Il più importante evento che contrassegnò il suo pontificato fu il deciso intervento che pose fine alla situazione irregolare, che si protraeva da numerosi anni in Sardegna. Fece infatti indire un concilio che reintegrò nelle sue funzioni il vescovo di Porto Torres, che era stato sospeso da vari anni, poiché l'arcivescovo di Cagliari Citonato si era arrogato il diritto di ordinarlo senza avere il permesso della Sede apostolica. Ebbe modo di occuparsi di problemi giurisdizionali anche al di fuori dell'Italia. Su richiesta dell'abate del monastero di S. Benigno di Digione, stabilì che ci fosse un unico cimitero di S. Benigno per i monaci e il clero secolare di Digione e che il vescovo di Langres non interferisse più su tale questione - a proposito di questo intervento si sospetta però che il documento relativo sia spurio (L. Delisle). Confermò inoltre i possedimenti della chiesa di S. Maria di Auxerre, minacciando la scomunica contro chi attentasse alla loro integrità. Il suo biografo lo ricorda come un uomo energico e al tempo stesso moderato; era inoltre dotato di una buona cultura. Il suo epitaffio sottolinea anche che amministrò la giustizia in ugual misura nei confronti di tutti. Nonostante sia stato in carica per poco più di un anno, fece eleggere quindici vescovi. Morì il 2 agosto 686 e fu sepolto presso la tomba di S. Pietro dopo una lunga malattia che lo aveva debilitato e che gli impedì di portare a termine tutte le ordinazioni dei sacerdoti da lui progettate. Lasciò una cospicua somma in favore del clero e dei monasteri.

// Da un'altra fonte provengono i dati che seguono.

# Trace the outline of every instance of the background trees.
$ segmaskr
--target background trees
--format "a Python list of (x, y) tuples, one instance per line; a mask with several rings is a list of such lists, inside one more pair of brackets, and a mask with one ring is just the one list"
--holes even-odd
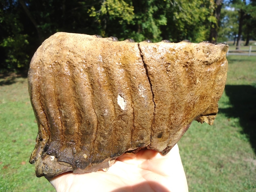
[(255, 37), (255, 0), (245, 1), (225, 1), (227, 9), (223, 0), (0, 0), (0, 70), (27, 70), (37, 48), (59, 31), (214, 43), (238, 34), (248, 44)]

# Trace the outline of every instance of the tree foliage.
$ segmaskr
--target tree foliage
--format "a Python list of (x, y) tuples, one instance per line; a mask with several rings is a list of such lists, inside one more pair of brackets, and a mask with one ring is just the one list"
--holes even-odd
[[(130, 38), (137, 42), (207, 40), (213, 25), (219, 27), (216, 1), (0, 0), (0, 51), (3, 53), (0, 70), (27, 70), (43, 40), (59, 31), (116, 36), (121, 40)], [(250, 7), (246, 10), (254, 10)], [(250, 11), (252, 18), (254, 11)], [(253, 26), (244, 23), (252, 36)], [(224, 29), (225, 25), (219, 25)]]

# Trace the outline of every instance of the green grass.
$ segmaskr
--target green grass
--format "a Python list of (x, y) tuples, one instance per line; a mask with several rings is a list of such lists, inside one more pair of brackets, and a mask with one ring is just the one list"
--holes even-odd
[[(191, 191), (256, 191), (256, 57), (230, 55), (213, 125), (195, 122), (179, 142)], [(0, 76), (0, 191), (54, 191), (28, 162), (37, 126), (26, 79)]]
[(256, 57), (228, 59), (214, 124), (193, 122), (178, 143), (190, 191), (256, 191)]
[(0, 191), (55, 191), (28, 162), (37, 126), (26, 79), (0, 79)]

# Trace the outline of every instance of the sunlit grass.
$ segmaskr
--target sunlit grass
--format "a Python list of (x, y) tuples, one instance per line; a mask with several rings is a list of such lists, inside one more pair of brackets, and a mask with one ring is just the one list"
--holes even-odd
[[(256, 57), (228, 59), (213, 125), (194, 122), (179, 142), (190, 191), (256, 191)], [(26, 79), (0, 78), (0, 191), (55, 191), (28, 162), (37, 133)]]

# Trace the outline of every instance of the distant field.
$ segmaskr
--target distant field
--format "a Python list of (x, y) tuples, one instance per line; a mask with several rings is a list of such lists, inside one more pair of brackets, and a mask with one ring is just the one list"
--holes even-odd
[[(190, 191), (256, 191), (256, 57), (228, 59), (214, 125), (194, 122), (178, 143)], [(0, 76), (0, 191), (55, 191), (28, 162), (37, 129), (26, 79)]]

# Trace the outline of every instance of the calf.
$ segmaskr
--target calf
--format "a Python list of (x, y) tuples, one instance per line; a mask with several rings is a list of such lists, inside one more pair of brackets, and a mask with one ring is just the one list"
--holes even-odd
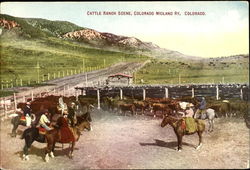
[(151, 112), (154, 113), (154, 117), (156, 117), (156, 112), (160, 111), (162, 115), (164, 114), (170, 114), (172, 113), (172, 109), (169, 108), (168, 104), (163, 104), (163, 103), (153, 103), (150, 105)]
[[(144, 112), (147, 108), (149, 108), (149, 103), (144, 101), (134, 101), (133, 104), (135, 105), (135, 111), (138, 109), (142, 111), (142, 114), (144, 115)], [(136, 113), (136, 112), (135, 112)]]
[(119, 109), (122, 113), (124, 113), (125, 116), (126, 116), (126, 111), (130, 111), (132, 115), (135, 114), (134, 104), (121, 103), (119, 104)]

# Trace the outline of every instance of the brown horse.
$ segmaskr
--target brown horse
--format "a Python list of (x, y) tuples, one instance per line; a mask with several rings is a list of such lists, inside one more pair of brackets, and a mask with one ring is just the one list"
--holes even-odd
[(181, 151), (182, 149), (182, 137), (184, 135), (192, 135), (197, 132), (199, 136), (199, 145), (196, 147), (196, 149), (199, 149), (202, 146), (202, 133), (205, 131), (204, 122), (202, 120), (195, 119), (196, 131), (193, 133), (187, 133), (185, 128), (182, 127), (182, 121), (182, 119), (177, 117), (166, 115), (161, 122), (161, 127), (165, 127), (167, 124), (170, 124), (170, 126), (173, 127), (178, 140), (178, 151)]
[[(60, 122), (61, 120), (59, 119), (58, 121)], [(57, 142), (59, 142), (59, 143), (71, 143), (71, 150), (69, 153), (69, 157), (72, 158), (75, 143), (79, 140), (80, 135), (81, 135), (81, 131), (83, 131), (84, 129), (87, 129), (88, 131), (91, 130), (91, 126), (90, 126), (89, 121), (82, 121), (81, 123), (78, 122), (78, 125), (76, 125), (75, 127), (68, 126), (68, 128), (73, 133), (73, 139), (67, 139), (66, 141), (63, 141), (63, 136), (62, 136), (63, 134), (61, 133), (60, 129), (53, 129), (53, 130), (47, 131), (47, 133), (45, 134), (45, 138), (47, 141), (47, 148), (45, 151), (45, 161), (46, 162), (49, 161), (49, 154), (52, 158), (54, 157), (53, 151), (55, 148), (55, 144)]]

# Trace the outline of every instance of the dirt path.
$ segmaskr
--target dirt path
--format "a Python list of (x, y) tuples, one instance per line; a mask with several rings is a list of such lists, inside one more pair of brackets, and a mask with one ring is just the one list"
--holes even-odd
[[(249, 129), (243, 119), (216, 119), (215, 131), (205, 132), (204, 145), (195, 150), (198, 136), (185, 136), (177, 152), (176, 136), (161, 119), (150, 116), (122, 116), (104, 111), (93, 114), (93, 131), (84, 132), (76, 144), (74, 158), (68, 148), (56, 145), (55, 158), (45, 163), (45, 144), (34, 142), (30, 160), (22, 161), (24, 141), (11, 138), (9, 120), (1, 123), (1, 168), (4, 169), (189, 169), (247, 168)], [(207, 125), (207, 122), (206, 122)], [(19, 126), (21, 134), (24, 127)]]
[[(119, 72), (132, 73), (133, 71), (135, 71), (142, 65), (143, 63), (137, 63), (137, 62), (118, 63), (105, 69), (87, 72), (88, 83), (89, 83), (88, 85), (92, 85), (92, 82), (96, 84), (99, 80), (105, 81), (105, 79), (111, 74), (115, 74)], [(18, 96), (27, 96), (27, 95), (30, 96), (31, 91), (33, 91), (34, 94), (39, 94), (42, 92), (52, 92), (54, 89), (57, 89), (57, 91), (58, 90), (63, 91), (64, 87), (69, 87), (69, 89), (66, 89), (66, 90), (70, 90), (74, 92), (75, 86), (81, 87), (85, 85), (85, 75), (86, 75), (85, 73), (81, 73), (81, 74), (76, 74), (72, 76), (66, 76), (63, 78), (50, 80), (46, 82), (47, 84), (51, 84), (49, 86), (46, 85), (46, 86), (41, 86), (41, 87), (14, 87), (14, 88), (10, 88), (9, 90), (17, 91)], [(9, 96), (9, 97), (13, 97), (13, 96)]]

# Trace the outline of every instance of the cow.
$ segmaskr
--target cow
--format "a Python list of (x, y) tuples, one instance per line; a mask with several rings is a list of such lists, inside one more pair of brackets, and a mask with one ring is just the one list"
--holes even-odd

Degno di nota è che la morte di G. rappresentò la fine di un periodo di pace interna che durava da circa cinquant'anni. L'elezione del suo successore fu infatti contrassegnata da forti dissensi tra il clero e l'esercito, che parteggiava per il presbitero Teodoro e che impedì con la forza agli ecclesiastici di entrare nella basilica lateranense. Tale situazione fece sì che la sede papale rimanesse vacante per due mesi e diciotto giorni, ossia fino a quando il clero non propose come nuovo papa l'anziano e neutrale Conone.
La morte impedì a G. di assistere agli inizi del cambiamento di politica religiosa da parte del nuovo imperatore Giustiniano II, il quale, a differenza del padre (Costantino IV), si dimostrò molto meno conciliante con la Chiesa di Roma. Il giovane Giustiniano II aveva inviato a G. una lettera, che però ricevette Conone, nella quale l'imperatore comunicava al papa di avere ricevuto gli atti ufficiali del VI concilio ecumenico nel testo fissato in quella occasione e si impegnava a custodirli e farli osservare. Giustiniano II aveva però reintegrato nel patriarcato di Costantinopoli Teodoro, che era stato rimosso da suo padre per fare tornare la pace con Roma, e nell'epistola indirizzata a G. aveva fortemente sottolineato che Dio lo aveva investito della missione di custodire la purezza della fede cristiana, prerogativa che esercitò negli anni seguenti con gravi conseguenze per i rapporti non solo religiosi tra Costantinopoli e l'Italia bizantina.